А она не сразу поняла даже, не сразу оторвала взгляд от экрана, а когда сделала это, Олег поразился непривычному, нехарактерному для ее взгляда сухому блеску, в котором увиделось ему негодование и отчуждение. И он сразу же покорно опустился на место.

Пытался вникнуть в происходящее на экране, однако это было делом совершенно безнадежным. Тому обрадовался, что кто-то из сзади сидящих произнес слово «Эсмеральда», — узнал хоть, кто тут главная героиня. И продолжал изумляться: «Неужто впрямь Виолетту интересует это?» Покосился краешком глаза на нее и даже испугался: что с ней — до крови прикусила верхнюю губу, глаза полны слез, и никого не видит и не слышит она вокруг, даже и его, не украдкой, а прямо на нее обращенного взгляда не чувствует? Олег оглянулся назад — еще несколько зрителей и зрительниц, человек около десяти и все вроде бы не молодые, во всяком случае, много старше их с Виолеттой. Смотрят спектакль молча, внимательно, однако заметили, что Олег головой вертит, вопросительно кинули взгляды на него и, не найдя ответа, снова уткнулись в телевизор.

А Виолетта не только взгляда его на себе не почувствовала, но не заметила, как Олег невзначай будто бы, но весьма выразительно и властно коснулся рукой ее круглого обтянутого вельветом колена. Снова покорно притих, вздохнул украдкой, но тут, на его счастье, спектакль и кончился. Олег готов был вскочить с радостным криком, но сдержал себя, поднялся степенно, как это делают зрители первых рядов театра оперы и балета, уже и руку протянул Виолетте, чтобы она оперлась на нее. Кто-то из зрителей задних рядов включил свет, и вдруг Виолетта принялась рыдать, громко, безутешно, с обильными слезами.

Олег остолбенел. И еще кое у кого из зрителей было недоумение. Только две седенькие старушки понимающе приблизились к Виолетте и стали утешать ее:

— Да, конечно, очень выразительно, очень сильно, однако же, девочка, все это было когда-то и с кем-то, кого мы не знаем…

— Да и то не в жизни было, а лишь в воображении, это лишь либретто да музыка…

— И еще — исполнители! — Виолетта смахнула слезы с лица, улыбнулась. Затем поднялась и сама взяла Олега под руку.
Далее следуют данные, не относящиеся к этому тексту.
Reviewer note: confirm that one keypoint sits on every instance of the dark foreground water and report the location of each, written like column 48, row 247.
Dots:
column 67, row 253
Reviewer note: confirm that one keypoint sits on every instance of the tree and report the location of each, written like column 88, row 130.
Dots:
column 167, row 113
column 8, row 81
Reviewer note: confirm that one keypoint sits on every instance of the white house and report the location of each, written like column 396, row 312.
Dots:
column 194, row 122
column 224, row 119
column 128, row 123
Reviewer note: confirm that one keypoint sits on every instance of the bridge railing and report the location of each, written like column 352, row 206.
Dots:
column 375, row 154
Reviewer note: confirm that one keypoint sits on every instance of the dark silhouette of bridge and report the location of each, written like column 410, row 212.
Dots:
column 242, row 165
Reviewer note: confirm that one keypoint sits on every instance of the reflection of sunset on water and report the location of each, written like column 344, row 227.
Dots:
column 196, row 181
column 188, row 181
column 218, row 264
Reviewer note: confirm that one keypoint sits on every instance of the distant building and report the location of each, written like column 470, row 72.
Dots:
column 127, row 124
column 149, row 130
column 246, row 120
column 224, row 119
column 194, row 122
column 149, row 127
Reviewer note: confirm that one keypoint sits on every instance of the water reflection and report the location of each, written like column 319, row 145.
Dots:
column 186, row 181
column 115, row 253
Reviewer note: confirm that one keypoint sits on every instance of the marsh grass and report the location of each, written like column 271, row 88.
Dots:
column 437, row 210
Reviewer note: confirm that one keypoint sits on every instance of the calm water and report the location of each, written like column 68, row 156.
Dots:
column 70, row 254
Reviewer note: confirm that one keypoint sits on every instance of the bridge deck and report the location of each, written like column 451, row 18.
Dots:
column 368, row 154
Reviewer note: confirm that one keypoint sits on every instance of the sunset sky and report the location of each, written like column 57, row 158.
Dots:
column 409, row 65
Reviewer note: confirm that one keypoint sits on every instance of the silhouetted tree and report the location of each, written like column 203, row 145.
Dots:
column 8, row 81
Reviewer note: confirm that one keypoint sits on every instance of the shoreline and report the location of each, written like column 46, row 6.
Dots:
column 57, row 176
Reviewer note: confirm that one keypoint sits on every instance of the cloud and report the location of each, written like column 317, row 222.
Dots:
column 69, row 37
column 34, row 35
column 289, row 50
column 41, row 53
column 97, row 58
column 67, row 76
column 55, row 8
Шла спокойно, но когда они оказались вдвоем в комнате, вдруг вновь разрыдалась. Олег погладил ее по голове, по плечу, скользнул рукой по тоненькой талии и остановил дрожащие пальцы на бедре. Он не раз пытался и раньше так обнимать ее, однако она всегда гневливо стряхивала его руку. А сейчас словно бы ничего и не заметила, и он порадовался, что не на склоне пика Недоступности были они, а на балете.

Она неторопливо отошла от Олега, остановилась у окна и убежденно произнесла:

— Ничего выше балета не существует на свете. Разве что поэзия.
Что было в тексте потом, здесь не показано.